Only it’s hard to extol the virtues of real journalism when your hero is constantly blurring the lines between ethical and reckless behavior, a vigilante reporter who’ll do whatever it takes to get the story. Throughout are mini history lessons in heroic reporting, such as Woodward and Bernstein (“the greatest journalism tag team in history”) and publishing the Pentagon Papers. These mixed messages would be a lot more tolerable if only the Jack McEvoy character wasn’t so blandly forgettable.
Those who prefer their books spoken should note the audiobook version includes a bonus “extra” that’s actually a talk between Connelly and the real-life Myron Levin discussing Fair Warning (the website), its mission, the importance of real journalism and money.

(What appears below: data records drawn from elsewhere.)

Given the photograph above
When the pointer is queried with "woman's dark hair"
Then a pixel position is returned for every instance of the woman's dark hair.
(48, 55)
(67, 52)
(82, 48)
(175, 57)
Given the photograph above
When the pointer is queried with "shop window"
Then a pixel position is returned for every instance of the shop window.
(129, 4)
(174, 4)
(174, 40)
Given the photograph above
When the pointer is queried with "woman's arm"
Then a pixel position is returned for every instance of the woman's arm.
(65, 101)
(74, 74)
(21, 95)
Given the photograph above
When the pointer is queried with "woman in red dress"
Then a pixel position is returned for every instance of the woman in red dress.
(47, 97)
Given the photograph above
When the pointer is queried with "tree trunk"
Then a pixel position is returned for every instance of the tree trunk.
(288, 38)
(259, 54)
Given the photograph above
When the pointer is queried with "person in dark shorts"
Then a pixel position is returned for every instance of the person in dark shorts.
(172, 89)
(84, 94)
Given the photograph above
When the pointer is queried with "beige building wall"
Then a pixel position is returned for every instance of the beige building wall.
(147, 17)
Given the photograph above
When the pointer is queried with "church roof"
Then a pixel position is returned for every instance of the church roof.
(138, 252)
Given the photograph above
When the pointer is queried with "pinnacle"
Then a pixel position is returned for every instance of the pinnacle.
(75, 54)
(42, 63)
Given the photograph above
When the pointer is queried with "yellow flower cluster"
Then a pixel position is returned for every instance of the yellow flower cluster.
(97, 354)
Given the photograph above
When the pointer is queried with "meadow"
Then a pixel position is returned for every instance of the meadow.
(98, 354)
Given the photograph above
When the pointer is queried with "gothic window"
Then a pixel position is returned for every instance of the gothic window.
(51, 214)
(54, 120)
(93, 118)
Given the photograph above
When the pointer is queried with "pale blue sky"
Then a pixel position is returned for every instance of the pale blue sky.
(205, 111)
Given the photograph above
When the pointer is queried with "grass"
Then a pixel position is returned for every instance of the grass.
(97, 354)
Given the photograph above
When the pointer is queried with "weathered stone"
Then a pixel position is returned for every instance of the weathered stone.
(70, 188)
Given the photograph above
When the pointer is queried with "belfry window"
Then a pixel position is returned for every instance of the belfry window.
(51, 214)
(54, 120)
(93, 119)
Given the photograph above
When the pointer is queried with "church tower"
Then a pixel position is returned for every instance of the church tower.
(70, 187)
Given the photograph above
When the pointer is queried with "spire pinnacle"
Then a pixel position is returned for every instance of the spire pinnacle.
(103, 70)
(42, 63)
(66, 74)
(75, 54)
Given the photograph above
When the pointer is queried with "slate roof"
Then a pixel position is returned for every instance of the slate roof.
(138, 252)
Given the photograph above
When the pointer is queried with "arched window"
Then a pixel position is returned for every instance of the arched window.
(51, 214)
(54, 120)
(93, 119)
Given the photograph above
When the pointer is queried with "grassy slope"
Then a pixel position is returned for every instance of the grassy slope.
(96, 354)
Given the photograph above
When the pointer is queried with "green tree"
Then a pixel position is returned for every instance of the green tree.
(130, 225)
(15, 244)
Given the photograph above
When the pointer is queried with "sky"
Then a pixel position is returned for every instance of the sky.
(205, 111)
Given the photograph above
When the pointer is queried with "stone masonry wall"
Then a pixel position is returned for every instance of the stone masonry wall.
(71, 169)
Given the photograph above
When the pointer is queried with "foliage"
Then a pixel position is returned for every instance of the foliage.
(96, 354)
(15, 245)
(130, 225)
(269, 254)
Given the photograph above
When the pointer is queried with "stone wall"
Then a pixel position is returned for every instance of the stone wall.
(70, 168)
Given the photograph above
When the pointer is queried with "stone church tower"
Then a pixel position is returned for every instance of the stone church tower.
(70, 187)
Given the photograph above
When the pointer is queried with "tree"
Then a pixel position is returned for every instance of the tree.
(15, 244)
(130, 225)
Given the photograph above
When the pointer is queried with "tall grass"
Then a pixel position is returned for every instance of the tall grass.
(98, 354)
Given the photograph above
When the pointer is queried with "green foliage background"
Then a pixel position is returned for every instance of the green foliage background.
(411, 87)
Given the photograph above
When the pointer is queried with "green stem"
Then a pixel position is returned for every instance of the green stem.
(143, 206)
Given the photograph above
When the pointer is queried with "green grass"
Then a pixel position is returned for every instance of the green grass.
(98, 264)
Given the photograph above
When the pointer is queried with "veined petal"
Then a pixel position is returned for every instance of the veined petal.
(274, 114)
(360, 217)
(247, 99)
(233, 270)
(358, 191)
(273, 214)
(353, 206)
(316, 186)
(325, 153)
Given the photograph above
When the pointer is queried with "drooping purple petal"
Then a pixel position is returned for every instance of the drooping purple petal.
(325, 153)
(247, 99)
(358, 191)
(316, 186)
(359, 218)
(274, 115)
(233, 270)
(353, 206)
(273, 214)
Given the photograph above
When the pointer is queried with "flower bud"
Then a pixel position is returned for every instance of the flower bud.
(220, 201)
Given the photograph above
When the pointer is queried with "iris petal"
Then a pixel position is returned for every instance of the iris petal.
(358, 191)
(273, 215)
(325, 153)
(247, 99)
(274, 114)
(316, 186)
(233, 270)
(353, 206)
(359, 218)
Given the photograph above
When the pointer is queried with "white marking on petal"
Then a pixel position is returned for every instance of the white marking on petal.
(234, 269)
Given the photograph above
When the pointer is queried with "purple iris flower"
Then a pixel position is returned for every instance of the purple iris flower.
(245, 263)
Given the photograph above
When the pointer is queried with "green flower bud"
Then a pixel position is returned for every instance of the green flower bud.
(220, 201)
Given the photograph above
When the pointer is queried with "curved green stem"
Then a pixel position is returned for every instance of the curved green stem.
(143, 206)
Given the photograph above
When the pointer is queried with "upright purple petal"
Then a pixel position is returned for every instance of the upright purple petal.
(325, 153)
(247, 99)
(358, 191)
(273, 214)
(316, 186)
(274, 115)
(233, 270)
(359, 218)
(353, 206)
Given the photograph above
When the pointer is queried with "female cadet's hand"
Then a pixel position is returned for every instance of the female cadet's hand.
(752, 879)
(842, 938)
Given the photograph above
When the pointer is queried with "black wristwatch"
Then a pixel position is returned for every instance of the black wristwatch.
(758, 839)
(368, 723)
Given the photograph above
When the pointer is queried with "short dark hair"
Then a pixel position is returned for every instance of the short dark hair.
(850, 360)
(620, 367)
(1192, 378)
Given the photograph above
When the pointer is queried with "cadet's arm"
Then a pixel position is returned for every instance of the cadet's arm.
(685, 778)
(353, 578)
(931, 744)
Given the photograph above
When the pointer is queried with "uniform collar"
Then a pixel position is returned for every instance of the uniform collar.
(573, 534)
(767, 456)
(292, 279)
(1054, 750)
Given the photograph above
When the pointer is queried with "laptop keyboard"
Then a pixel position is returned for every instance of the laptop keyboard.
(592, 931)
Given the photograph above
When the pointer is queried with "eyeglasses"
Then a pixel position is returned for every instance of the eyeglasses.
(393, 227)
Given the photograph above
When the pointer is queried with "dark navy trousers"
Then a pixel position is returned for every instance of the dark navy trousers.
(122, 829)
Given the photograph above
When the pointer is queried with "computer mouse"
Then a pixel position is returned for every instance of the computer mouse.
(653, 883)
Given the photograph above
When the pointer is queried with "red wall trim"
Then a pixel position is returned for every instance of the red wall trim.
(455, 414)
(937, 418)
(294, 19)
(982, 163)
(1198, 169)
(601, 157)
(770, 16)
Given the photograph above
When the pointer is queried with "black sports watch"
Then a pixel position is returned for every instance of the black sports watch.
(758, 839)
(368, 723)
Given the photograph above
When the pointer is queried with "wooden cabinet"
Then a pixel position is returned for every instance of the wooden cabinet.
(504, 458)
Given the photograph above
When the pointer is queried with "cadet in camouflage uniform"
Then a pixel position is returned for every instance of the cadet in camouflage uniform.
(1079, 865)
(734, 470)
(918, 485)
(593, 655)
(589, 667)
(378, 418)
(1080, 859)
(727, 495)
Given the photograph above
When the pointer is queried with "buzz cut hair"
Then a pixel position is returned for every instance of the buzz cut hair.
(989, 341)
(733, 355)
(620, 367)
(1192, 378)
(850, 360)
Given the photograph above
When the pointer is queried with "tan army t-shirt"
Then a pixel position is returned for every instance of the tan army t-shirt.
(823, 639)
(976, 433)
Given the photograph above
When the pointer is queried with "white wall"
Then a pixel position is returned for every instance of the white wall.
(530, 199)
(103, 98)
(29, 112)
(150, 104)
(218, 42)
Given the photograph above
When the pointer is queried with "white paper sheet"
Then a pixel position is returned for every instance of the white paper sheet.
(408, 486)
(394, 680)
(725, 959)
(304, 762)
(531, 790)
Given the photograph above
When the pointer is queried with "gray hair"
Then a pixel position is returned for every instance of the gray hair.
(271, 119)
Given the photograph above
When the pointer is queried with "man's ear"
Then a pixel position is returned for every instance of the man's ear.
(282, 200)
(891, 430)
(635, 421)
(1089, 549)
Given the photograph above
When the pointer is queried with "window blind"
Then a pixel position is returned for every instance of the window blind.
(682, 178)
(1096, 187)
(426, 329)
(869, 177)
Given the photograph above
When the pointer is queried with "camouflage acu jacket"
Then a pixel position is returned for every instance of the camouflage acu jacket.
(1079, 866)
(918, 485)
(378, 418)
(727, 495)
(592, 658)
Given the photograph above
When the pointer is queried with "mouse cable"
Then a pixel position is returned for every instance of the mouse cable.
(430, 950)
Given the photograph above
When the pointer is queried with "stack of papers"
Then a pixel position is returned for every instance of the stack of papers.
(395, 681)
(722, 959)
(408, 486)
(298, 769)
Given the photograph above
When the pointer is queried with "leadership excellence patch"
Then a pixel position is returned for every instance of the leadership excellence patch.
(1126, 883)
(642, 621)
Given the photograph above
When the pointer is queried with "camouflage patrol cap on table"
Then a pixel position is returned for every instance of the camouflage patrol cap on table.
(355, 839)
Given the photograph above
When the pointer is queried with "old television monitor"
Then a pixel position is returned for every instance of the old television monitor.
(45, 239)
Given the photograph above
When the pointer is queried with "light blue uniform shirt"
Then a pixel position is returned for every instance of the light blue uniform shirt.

Despite whatever good intentions Michael Connelly may have had with Fair Warning, both as a fictional missive about the crumbling state of modern journalism or the real-world non-profit news organization that bears its name, I couldn’t help but feel like Fair Warning (the book) was as much a donation drive for the real FairWarning (the website) as it was a crime novel. That’s not a slight on either, and longtime fans should find this new adventure with Jack McEvoy good enough until the next Bosch novel hits later this year.